After Jim Enderle, 63, a retired Navy chief hospital corpsman from Quaker Hill, Conn., returned from deployment, he could not enjoy the holidays for years. He was hypervigilant for any signs of danger because rocket and mortar attacks were most possible during this time of year in Iraq. Even though he had made a pledge never to talk about his wartime experiences, consistent with his “just get through it and pick yourself up attitude,” he finally broke down and started sharing difficult feelings that showed up during holidays and other times.

“This brought my wife and me closer than we’ve ever been and led to new traditions during holidays,” Enderle said. “Now I talk about Iraqi civilians I encountered and honor their hardships and lost lives by talking about their humanity.”

• Get out of your head. When, despite everything, holidays get overwhelming and you find yourself stuck in a ruminate-worry-dread vicious cycle, getting outside can provide quick relief.

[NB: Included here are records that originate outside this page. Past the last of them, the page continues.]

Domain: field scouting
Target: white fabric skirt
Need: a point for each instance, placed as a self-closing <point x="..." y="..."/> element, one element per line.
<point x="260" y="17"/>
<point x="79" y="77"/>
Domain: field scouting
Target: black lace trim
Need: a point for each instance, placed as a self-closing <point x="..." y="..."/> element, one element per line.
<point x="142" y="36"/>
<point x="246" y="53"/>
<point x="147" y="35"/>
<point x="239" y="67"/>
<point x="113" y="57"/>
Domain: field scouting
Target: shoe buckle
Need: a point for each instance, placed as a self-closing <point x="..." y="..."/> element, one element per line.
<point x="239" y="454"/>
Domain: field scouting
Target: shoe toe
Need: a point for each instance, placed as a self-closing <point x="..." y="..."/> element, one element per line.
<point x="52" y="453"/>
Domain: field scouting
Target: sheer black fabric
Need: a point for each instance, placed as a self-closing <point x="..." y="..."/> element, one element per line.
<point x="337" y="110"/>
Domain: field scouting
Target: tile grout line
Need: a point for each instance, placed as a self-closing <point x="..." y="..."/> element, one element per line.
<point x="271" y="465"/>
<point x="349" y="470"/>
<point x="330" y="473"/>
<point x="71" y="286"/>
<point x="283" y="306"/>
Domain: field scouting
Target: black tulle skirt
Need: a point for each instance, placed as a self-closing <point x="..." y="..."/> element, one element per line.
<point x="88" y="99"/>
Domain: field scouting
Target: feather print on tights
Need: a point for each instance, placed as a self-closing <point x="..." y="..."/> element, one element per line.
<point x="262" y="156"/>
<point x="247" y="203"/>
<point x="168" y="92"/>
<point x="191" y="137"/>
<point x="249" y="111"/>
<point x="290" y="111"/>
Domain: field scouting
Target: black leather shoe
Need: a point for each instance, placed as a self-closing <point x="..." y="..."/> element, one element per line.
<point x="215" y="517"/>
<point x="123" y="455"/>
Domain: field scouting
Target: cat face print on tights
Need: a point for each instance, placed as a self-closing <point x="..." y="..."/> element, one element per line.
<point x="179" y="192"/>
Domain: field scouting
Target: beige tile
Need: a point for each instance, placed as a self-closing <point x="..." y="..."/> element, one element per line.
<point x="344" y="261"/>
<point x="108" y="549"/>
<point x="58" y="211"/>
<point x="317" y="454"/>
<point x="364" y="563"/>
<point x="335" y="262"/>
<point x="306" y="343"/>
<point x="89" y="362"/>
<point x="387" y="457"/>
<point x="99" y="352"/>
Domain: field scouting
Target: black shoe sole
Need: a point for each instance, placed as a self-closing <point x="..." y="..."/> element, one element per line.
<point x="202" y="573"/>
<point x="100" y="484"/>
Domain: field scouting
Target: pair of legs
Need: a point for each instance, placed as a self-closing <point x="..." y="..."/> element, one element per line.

“Light, especially in the morning, activates the brain and is generally important for your mood and mental health,” said Teodor Postolache, professor of psychiatry at the University of Maryland School of Medicine. “It is crucial for most people with seasonal affective disorder, but it can be helpful for many of us as days get shorter and colder.”

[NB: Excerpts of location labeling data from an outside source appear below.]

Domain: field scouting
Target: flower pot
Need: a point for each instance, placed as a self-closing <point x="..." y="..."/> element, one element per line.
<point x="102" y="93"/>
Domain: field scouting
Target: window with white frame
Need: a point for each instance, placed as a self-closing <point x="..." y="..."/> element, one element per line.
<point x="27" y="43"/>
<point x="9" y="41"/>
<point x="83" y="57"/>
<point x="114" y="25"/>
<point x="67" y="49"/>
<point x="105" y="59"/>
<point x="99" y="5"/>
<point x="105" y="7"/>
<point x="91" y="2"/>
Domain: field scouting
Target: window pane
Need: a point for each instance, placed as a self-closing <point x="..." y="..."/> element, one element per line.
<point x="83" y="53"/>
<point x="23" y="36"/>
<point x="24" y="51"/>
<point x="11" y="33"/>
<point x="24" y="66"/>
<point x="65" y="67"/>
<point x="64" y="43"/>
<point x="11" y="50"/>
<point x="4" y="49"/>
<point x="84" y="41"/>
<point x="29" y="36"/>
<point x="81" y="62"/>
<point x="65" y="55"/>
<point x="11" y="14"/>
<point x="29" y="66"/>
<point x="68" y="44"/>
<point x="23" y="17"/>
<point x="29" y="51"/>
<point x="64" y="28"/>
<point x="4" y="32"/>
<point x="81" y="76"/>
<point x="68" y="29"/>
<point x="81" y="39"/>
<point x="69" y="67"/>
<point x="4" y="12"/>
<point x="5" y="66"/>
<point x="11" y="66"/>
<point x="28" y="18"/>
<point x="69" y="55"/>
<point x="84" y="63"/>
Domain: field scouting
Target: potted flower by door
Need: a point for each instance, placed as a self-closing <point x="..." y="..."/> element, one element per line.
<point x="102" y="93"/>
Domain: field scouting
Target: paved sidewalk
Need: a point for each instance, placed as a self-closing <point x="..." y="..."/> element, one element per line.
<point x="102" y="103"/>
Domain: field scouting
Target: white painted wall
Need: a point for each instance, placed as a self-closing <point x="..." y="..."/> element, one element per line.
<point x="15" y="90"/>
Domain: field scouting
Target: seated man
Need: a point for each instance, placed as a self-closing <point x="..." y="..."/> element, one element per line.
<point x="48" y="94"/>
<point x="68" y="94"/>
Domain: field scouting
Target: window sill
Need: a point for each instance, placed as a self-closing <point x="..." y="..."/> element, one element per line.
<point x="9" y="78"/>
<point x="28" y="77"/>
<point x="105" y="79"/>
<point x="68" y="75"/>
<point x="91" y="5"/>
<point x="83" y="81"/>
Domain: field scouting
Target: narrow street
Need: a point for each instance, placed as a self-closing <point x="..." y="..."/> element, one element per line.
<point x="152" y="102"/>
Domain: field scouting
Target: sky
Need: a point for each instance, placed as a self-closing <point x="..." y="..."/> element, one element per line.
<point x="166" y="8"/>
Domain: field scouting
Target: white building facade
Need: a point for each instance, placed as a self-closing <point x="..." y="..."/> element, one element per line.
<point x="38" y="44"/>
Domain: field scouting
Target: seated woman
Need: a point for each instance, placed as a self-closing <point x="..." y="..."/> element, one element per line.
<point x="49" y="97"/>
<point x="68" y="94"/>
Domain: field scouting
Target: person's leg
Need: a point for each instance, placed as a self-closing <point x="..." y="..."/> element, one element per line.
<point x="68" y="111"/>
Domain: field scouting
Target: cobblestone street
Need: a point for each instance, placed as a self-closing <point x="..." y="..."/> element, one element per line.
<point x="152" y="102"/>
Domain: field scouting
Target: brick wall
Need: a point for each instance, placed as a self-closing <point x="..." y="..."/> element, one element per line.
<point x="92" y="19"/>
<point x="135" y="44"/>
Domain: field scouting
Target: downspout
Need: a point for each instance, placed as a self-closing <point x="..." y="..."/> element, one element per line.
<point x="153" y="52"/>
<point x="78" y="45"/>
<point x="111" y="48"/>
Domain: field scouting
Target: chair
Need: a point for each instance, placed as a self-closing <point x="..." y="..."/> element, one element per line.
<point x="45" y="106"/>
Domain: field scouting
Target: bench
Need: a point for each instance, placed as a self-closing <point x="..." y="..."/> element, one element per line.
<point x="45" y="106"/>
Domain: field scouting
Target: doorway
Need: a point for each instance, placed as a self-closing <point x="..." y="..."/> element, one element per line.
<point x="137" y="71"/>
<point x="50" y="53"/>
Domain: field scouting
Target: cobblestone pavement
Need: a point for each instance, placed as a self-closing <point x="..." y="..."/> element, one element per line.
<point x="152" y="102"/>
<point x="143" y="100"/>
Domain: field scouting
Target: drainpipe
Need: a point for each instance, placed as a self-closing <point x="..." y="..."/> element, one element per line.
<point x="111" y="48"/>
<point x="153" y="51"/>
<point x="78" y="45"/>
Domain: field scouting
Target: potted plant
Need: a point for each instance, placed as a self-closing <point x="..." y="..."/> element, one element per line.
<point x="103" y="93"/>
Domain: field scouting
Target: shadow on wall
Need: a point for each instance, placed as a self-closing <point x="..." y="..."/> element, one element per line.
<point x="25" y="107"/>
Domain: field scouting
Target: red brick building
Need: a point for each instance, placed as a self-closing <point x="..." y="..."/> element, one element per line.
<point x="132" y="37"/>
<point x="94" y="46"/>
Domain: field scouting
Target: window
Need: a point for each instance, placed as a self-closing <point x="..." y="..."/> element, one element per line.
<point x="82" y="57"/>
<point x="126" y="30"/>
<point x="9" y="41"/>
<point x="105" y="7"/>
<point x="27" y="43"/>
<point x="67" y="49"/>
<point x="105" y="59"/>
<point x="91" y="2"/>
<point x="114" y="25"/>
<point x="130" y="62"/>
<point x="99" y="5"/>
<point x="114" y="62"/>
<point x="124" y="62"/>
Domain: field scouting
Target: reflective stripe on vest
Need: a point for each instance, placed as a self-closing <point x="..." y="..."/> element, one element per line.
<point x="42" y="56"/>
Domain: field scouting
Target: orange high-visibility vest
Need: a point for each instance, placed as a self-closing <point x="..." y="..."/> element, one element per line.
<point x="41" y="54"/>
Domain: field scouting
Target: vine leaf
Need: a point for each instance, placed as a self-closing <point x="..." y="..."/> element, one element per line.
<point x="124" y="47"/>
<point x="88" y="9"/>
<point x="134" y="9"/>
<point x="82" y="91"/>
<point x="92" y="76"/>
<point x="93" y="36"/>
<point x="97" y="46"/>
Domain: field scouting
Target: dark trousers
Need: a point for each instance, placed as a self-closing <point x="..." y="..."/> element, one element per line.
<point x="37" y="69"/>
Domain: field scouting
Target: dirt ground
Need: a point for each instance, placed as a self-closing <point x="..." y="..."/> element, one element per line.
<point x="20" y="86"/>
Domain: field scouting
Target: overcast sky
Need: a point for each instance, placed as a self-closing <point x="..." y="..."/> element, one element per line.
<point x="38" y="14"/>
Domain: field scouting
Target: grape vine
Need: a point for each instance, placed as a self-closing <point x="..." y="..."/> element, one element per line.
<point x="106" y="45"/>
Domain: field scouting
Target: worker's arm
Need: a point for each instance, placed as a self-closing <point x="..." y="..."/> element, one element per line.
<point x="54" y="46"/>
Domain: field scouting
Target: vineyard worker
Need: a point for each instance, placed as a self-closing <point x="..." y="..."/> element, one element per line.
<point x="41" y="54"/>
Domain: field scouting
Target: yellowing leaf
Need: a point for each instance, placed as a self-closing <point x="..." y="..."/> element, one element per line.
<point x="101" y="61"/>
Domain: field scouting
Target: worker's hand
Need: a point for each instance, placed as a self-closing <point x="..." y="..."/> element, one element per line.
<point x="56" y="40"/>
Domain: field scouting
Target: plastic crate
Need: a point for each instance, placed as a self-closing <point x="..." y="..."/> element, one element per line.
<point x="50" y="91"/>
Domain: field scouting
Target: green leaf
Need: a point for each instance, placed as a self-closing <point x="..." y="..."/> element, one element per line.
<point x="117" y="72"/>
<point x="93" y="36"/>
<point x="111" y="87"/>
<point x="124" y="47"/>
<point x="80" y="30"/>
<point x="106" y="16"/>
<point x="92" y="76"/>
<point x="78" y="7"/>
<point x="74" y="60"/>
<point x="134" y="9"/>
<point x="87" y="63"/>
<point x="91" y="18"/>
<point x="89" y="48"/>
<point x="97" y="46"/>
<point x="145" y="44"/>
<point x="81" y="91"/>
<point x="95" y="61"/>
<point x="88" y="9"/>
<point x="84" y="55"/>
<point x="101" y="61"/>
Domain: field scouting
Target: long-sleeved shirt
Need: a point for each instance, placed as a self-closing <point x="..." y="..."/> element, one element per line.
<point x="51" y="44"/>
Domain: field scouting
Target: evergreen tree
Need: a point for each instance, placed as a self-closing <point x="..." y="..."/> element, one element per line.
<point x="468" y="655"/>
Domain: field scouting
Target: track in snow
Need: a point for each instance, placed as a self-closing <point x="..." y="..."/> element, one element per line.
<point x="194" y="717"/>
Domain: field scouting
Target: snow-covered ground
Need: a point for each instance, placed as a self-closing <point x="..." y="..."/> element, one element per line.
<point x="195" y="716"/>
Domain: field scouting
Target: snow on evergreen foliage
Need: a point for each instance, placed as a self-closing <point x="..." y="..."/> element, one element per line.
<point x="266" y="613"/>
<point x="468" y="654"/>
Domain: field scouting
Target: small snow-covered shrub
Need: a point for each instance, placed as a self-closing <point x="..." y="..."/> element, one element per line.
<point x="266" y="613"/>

When outside, try to move, even if it means just walking around the block. Three decades of research supports the beneficial effects of movement on our psychological health.

Finally, “try to have experiences that get you out of your mind,” said Jennifer Stellar, an assistant professor of psychology at the University of Toronto. “We tend to feel awe in response to an extraordinary person or object that’s hard to comprehend, outside what you normally encounter.” And awe can significantly improve our well-being as well as make us feel more connected to others.

Even though a beautiful holiday light display or frozen waterfall are more awe-inspiring, paying attention to your surroundings and finding the extraordinary in the ordinary as you stroll through a local park will probably help, as well.

Although this holiday season may fall short of your expectations and include unwanted thoughts and feelings, it can prove to be perfectly imperfect.